Singapore University of Social Sciences School of Law
- Type: Law school
- Established: January 2017; 9 years ago
- Parent institution: Singapore University of Social Sciences
- Dean: Leslie Chew, SC
- Location: 463 Clementi Road, Singapore 599494 1°19′45″N 103°46′35″E﻿ / ﻿1.32917°N 103.77639°E
- Campus: Suburban; Clementi Campus;
- Colours: Orange
- Website: www.suss.edu.sg/academics/schools-college/school-of-law

= Singapore University of Social Sciences School of Law =

Law school in Singapore

The Singapore University of Social Sciences School of Law (SUSS Law) is an autonomous law school of Singapore University of Social Sciences. It was established in 2017, as Singapore's third law school after the NUS Faculty of Law and the SMU School of Law. The school was established to address the shortage of practitioners in family and criminal law. In 2018, it was reported that of the 60 pioneer SUSS law students, seven have either dropped out or deferred their studies setting the attrition rate at 10%.

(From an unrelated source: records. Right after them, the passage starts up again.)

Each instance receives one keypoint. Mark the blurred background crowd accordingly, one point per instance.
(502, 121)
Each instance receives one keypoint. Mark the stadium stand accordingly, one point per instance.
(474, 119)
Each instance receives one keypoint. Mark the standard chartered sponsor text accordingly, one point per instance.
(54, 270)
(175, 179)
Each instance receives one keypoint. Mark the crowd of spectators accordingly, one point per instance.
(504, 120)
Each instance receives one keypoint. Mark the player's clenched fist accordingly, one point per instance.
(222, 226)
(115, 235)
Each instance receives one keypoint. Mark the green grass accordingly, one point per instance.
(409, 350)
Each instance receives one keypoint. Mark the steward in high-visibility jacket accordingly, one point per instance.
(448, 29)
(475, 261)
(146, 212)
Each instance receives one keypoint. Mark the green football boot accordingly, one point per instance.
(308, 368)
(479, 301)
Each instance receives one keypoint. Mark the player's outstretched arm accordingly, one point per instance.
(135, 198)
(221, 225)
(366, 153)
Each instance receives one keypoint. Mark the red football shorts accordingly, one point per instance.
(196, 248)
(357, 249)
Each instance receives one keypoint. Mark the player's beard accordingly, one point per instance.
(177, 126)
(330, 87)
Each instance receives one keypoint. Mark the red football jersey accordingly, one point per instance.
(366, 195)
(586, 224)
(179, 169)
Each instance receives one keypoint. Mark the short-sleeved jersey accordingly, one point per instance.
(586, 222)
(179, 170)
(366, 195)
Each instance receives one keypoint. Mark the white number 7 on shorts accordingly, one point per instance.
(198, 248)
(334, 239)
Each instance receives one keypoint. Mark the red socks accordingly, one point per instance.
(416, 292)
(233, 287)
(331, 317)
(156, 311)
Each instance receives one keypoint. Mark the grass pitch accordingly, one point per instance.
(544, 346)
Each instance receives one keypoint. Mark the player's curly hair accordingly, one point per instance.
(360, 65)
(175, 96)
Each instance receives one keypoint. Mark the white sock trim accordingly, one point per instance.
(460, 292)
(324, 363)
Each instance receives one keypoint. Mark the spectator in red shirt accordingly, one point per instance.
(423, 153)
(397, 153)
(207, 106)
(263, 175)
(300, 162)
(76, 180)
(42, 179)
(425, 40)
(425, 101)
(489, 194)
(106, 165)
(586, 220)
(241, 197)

The school offers a 4.5 to 6 years undergraduate Bachelor of Laws (LLB) degree programme, and a 4 to 6 years graduate Juris Doctor (JD) programme. The school also offers the Master of Taxation (MTax) programme in collaboration with the Tax Academy of Singapore (TA).

For entry to its LLB or JD programmes, prospective students must have taken The Law National Aptitude Test (LNAT) conducted in the relevant year of application. They must also go through an interview conducted by the SUSS School of Law and submit an essay—written under supervision during the admissions process. There is no minimum LNAT score to be eligible for admission into the LLB or JD programmes but a demonstration of aptitude to practice law must be shown.

==History==

In June 2013, Senior Minister of State for Law, and Education Indranee Rajah initiated to fill the shortage of family and criminal lawyers from mid-career professionals through the third law school. SIM University (UniSIM) before it was restructured into the Singapore University of Social Sciences (SUSS) and the Singapore Institute of Technology (SIT) were among the institutions shortlisted to house the third law school.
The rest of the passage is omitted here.